SB5837

SB5837 – Removing plastic carryout bags as an option for use at retail establishments; making the 8¢ charge for paper carryout bags permanent.
Prime Sponsor – Senator Salomon (D; 32nd District; Shoreline) (Co-Sponsors Das, Hunt and Nobles – Ds)
Current status –Referred to the Committee on Environment, Energy & Technology.
Next step would be – Scheduling a hearing.
Legislative tracking page for the bill.

Comments –
Plastic bags are clearly bad for the environment; whether they’re bad for the climate is unclear; it depends on how often they’d are reused, what bags are used to replace them, how bags are dealt with at the end of their useful lives, and complicated full life cycle estimates of the associated emissions.

Summary –
The bill would advance the date after which retail establishments may not provide reusable film plastic carryout bags to a retail customer or a person at an event from January 1st, 2026 to January 1st, 2023. (The current law would have allowed them to continue providing bags of at least four mils if the 2025 Legislature hadn’t amended the requirements in response to a study it ordered.) (This bill would add an exemption for bags to contain or wrap hot food.)

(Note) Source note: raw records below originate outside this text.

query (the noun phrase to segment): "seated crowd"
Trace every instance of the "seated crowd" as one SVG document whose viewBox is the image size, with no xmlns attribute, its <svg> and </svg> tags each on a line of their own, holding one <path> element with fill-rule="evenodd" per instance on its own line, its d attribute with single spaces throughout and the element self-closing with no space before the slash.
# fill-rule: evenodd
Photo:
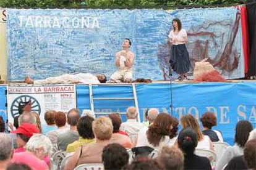
<svg viewBox="0 0 256 170">
<path fill-rule="evenodd" d="M 0 169 L 67 170 L 84 164 L 105 170 L 256 169 L 256 129 L 246 120 L 237 123 L 234 145 L 213 164 L 214 158 L 196 152 L 215 153 L 215 144 L 223 143 L 221 132 L 212 129 L 217 121 L 211 112 L 201 116 L 200 128 L 192 115 L 178 120 L 153 108 L 147 110 L 143 123 L 137 121 L 134 107 L 127 108 L 124 122 L 118 113 L 95 118 L 73 108 L 67 114 L 46 111 L 41 124 L 38 113 L 23 111 L 16 129 L 0 116 Z M 61 167 L 62 160 L 53 158 L 58 152 L 69 155 Z"/>
</svg>

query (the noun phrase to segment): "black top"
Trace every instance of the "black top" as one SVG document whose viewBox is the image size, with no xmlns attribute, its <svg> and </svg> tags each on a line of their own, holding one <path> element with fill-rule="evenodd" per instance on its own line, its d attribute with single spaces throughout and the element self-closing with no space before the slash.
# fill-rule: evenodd
<svg viewBox="0 0 256 170">
<path fill-rule="evenodd" d="M 220 140 L 216 132 L 211 129 L 203 130 L 202 132 L 203 135 L 208 136 L 211 139 L 211 142 L 218 142 Z"/>
<path fill-rule="evenodd" d="M 224 170 L 242 170 L 248 169 L 244 160 L 244 155 L 233 157 L 228 163 Z"/>
<path fill-rule="evenodd" d="M 184 155 L 184 170 L 185 169 L 209 169 L 211 170 L 209 160 L 206 157 L 195 155 Z"/>
</svg>

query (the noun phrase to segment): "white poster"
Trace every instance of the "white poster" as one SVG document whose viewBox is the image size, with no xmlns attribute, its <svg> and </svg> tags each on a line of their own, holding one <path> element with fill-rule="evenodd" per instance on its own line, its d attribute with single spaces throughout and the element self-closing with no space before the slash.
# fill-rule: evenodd
<svg viewBox="0 0 256 170">
<path fill-rule="evenodd" d="M 30 102 L 31 111 L 38 113 L 42 124 L 45 113 L 50 110 L 67 112 L 76 108 L 75 85 L 8 86 L 7 115 L 9 122 L 19 115 L 19 105 Z"/>
<path fill-rule="evenodd" d="M 7 79 L 6 20 L 6 10 L 0 7 L 0 75 L 2 80 Z"/>
</svg>

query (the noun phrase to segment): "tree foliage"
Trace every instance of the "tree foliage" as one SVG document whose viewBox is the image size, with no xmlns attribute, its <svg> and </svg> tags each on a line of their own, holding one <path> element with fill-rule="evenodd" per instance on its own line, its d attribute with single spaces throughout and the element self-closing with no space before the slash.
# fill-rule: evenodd
<svg viewBox="0 0 256 170">
<path fill-rule="evenodd" d="M 17 8 L 157 8 L 231 6 L 246 0 L 0 0 L 2 7 Z"/>
</svg>

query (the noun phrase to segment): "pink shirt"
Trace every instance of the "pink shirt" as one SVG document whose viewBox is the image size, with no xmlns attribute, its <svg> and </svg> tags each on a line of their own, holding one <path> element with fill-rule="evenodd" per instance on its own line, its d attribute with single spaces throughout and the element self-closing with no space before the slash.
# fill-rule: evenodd
<svg viewBox="0 0 256 170">
<path fill-rule="evenodd" d="M 24 163 L 28 165 L 33 170 L 49 169 L 46 163 L 29 152 L 15 153 L 12 158 L 12 163 Z"/>
<path fill-rule="evenodd" d="M 20 153 L 20 152 L 25 152 L 25 151 L 26 150 L 25 150 L 25 148 L 23 147 L 19 147 L 19 148 L 17 148 L 14 150 L 14 153 Z M 45 156 L 45 158 L 43 160 L 45 161 L 45 162 L 47 164 L 50 165 L 51 160 L 49 158 L 49 156 Z"/>
</svg>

It would make the 8¢ charge for a paper carryout bag permanent, and continue the 8¢ charge for a compliant reusable plastic carryout bag until the end of 2022. It would eliminate provisions for increasing the charges for them to 12¢ in 2026, for the increase from 20% to 40% in the required post-consumer recycled content of reusable plastic carry-out bags that’s currently scheduled for July 1st, 2022, and for the increase in their minimum thickness from 2.25 mils to four mils that’s currently scheduled for January 1st, 2026. These would be superceded, as I understand the bill, since retail stores would not be allowed to provide them at all after the end of 2022.